Question

There is another kind of rotation possible in 1,3 -butadienethat about the \(\mathrm{C}(1)-\mathrm{C}(2)\) or \(\mathrm{C}(3)-\mathrm{C}(4)\) bonds. We might guess that the barrier to this rotation would be little different from that for rotation in a typical double bond but, as a former president of the United States once said, "that would be wrong." In 1,3-butadiene, it takes only \(52 \mathrm{kcal} / \mathrm{mol}(217 \mathrm{~kJ} / \mathrm{mol})\) to do this rotation, some \(14 \mathrm{kcal} / \mathrm{mol}(59 \mathrm{~kJ} / \mathrm{mol})\) less than the barrier of \(66 \mathrm{kcal} / \mathrm{mol}\) \((276 \mathrm{~kJ} / \mathrm{mol})\) for rotation in ethylene. Explain.

Short answer

The conjugation in 1,3-butadiene reduces the rotational barrier compared to ethylene, resulting in a lower energy requirement for rotation.

Step-by-step solution

Understand the Molecules

First, understand the compounds involved. 1,3-butadiene is a conjugated diene with double bonds between C(1)-C(2) and C(3)-C(4). Ethylene consists of a single double bond between two carbon atoms.

Compare Rotations

The energy barrier for rotation around the C(1)-C(2) or C(3)-C(4) bonds in 1,3-butadiene is given as 52 kcal/mol, whereas for plain C=C rotation in ethylene, it is 66 kcal/mol.

Role of Conjugation

Conjugation in 1,3-butadiene stabilizes intermediate structures during rotation, effectively lowering the barrier by delocalizing electrons across the pi-system, hence the lower rotational barrier.

Elaborate on Energy Differences

The difference between the rotational barriers is 66 kcal/mol - 52 kcal/mol = 14 kcal/mol.
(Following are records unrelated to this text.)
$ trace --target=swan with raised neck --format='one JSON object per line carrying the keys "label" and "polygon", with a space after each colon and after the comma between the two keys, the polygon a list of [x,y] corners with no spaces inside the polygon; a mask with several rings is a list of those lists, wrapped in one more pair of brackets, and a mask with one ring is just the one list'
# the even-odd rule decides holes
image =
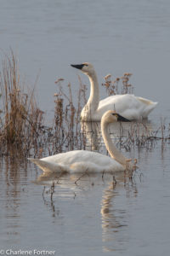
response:
{"label": "swan with raised neck", "polygon": [[71,66],[80,69],[90,81],[90,96],[82,110],[82,120],[99,121],[103,114],[110,109],[116,111],[129,120],[145,119],[157,104],[157,102],[132,94],[114,95],[99,101],[99,86],[93,65],[84,62]]}

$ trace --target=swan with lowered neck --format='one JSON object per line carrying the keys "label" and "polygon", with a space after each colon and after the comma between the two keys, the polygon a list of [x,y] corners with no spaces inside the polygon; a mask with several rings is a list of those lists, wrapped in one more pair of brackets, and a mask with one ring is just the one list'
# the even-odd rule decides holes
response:
{"label": "swan with lowered neck", "polygon": [[[110,123],[128,121],[115,111],[109,110],[102,117],[101,132],[103,139],[111,157],[97,152],[73,150],[38,159],[29,158],[44,172],[111,172],[124,171],[127,168],[127,158],[115,147],[108,131]],[[131,166],[129,164],[128,168]]]}
{"label": "swan with lowered neck", "polygon": [[99,102],[99,83],[93,65],[85,62],[71,66],[85,73],[91,84],[89,99],[81,113],[82,120],[99,121],[104,113],[109,109],[116,111],[129,120],[145,119],[157,104],[157,102],[132,94],[114,95]]}

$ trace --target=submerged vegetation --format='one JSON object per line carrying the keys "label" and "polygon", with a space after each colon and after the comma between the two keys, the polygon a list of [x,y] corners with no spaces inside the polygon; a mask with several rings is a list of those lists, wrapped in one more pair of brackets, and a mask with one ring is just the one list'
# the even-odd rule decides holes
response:
{"label": "submerged vegetation", "polygon": [[[108,95],[132,93],[131,75],[125,73],[113,81],[111,76],[107,75],[102,85]],[[94,129],[93,122],[83,124],[80,120],[81,110],[87,102],[87,86],[80,78],[78,79],[80,86],[74,99],[70,84],[65,93],[63,79],[55,82],[54,122],[47,126],[45,113],[39,109],[36,102],[35,86],[30,89],[21,80],[13,51],[6,55],[0,72],[0,154],[8,155],[14,151],[15,154],[18,153],[24,157],[40,158],[73,149],[99,150],[102,144],[99,124]],[[146,122],[132,122],[125,130],[120,124],[118,139],[115,139],[126,151],[134,146],[150,149],[158,139],[163,143],[170,139],[170,125],[167,127],[164,120],[161,120],[156,129],[150,129]]]}

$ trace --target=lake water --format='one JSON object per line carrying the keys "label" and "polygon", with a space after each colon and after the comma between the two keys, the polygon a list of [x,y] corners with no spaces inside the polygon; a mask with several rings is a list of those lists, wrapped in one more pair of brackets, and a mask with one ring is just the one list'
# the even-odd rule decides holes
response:
{"label": "lake water", "polygon": [[[89,61],[100,83],[109,73],[132,73],[135,94],[159,102],[151,122],[159,126],[163,117],[168,127],[169,1],[0,0],[0,7],[1,55],[13,49],[31,86],[38,76],[39,105],[49,116],[54,80],[64,78],[76,93],[79,73],[70,64]],[[55,185],[52,198],[51,177],[40,177],[26,160],[2,158],[0,254],[21,249],[33,255],[37,249],[60,256],[168,255],[169,142],[125,154],[139,161],[133,183],[116,175],[113,189],[112,177],[94,176],[76,185],[72,177]]]}

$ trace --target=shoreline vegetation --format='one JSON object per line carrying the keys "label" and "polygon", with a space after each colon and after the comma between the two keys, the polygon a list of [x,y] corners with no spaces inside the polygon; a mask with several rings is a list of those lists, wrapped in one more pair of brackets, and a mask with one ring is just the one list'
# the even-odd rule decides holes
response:
{"label": "shoreline vegetation", "polygon": [[[105,77],[102,86],[105,88],[108,96],[133,93],[133,87],[129,83],[131,75],[125,73],[122,78],[112,81],[111,75],[108,74]],[[0,70],[1,156],[19,154],[25,158],[41,158],[68,150],[89,150],[89,137],[92,140],[96,131],[87,131],[86,125],[80,120],[81,110],[87,102],[87,85],[78,77],[79,90],[75,102],[71,84],[67,85],[66,94],[62,89],[63,80],[59,79],[55,82],[57,91],[54,96],[54,121],[51,126],[47,126],[45,113],[38,108],[36,101],[36,86],[30,89],[21,80],[14,52],[11,50],[9,55],[5,55]],[[88,127],[93,127],[92,123],[88,124]],[[120,124],[119,126],[120,135],[116,138],[116,143],[125,151],[130,151],[134,146],[150,149],[157,140],[165,143],[170,139],[170,124],[167,125],[163,119],[161,119],[159,127],[154,131],[148,128],[146,122],[131,122],[126,136],[123,125]],[[99,124],[97,127],[99,134]],[[99,137],[99,136],[98,139]],[[99,148],[99,147],[98,150]]]}

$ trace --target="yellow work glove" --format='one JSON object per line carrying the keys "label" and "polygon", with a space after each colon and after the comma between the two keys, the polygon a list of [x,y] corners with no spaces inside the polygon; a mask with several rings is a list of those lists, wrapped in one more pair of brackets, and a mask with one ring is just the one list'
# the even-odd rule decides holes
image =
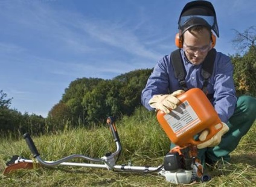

This indicates stabilization due to conjugation in 1,3-butadiene that is not present in ethylene.

Key concepts

1,3-Butadiene

1,3-Butadiene is a conjugated diene, meaning it has two double bonds separated by a single bond. In this molecule, the double bonds are located between Carbon atoms 1 and 2 (C(1)=C(2)) and Carbon atoms 3 and 4 (C(3)=C(4)). This structure allows for the possibility of different kinds of rotations, such as the rotation around C(1)-C(2) or C(3)-C(4) bonds.

This type of rotation is particularly interesting because the energy barrier for this rotation is significantly lower than what one might expect from a simple double bond. In 1,3-butadiene, the rotation barrier is only 52 kcal/mol. This is a crucial point to understand because most simple double bonds have higher rotational barriers due to the need to break the pi-bond during rotation.

Ethylene

Ethylene is a much simpler molecule compared to 1,3-butadiene. It consists of just two carbon atoms connected by a single double bond (C=C). This simplicity makes ethylene a useful benchmark for comparing rotational barriers. In ethylene, the energy barrier for rotation about the double bond is 66 kcal/mol.

This high barrier is due to the need to break the pi-bond to allow rotation. In a double bond, the pi-bond locks the carbon atoms into a fixed position, preventing rotation. Breaking this bond requires significant energy, thus resulting in a higher rotational barrier compared to that of 1,3-butadiene.

Conjugation

Conjugation is a critical concept in understanding why 1,3-butadiene has a lower rotational barrier compared to ethylene. Conjugation occurs when alternating single and double bonds allow for the delocalization of pi-electrons across the molecule. This delocalization of electrons provides extra stability to the molecule.

In the case of 1,3-butadiene, conjugation stabilizes the intermediate structures formed during the rotation around C(1)-C(2) or C(3)-C(4) bonds. Because the electrons are spread out over a larger area, the molecule gains additional stability that a non-conjugated system like ethylene does not have. This extra stability translates into a lower energy requirement for rotation, hence the lower rotational barrier of 52 kcal/mol for 1,3-butadiene compared to 66 kcal/mol for ethylene.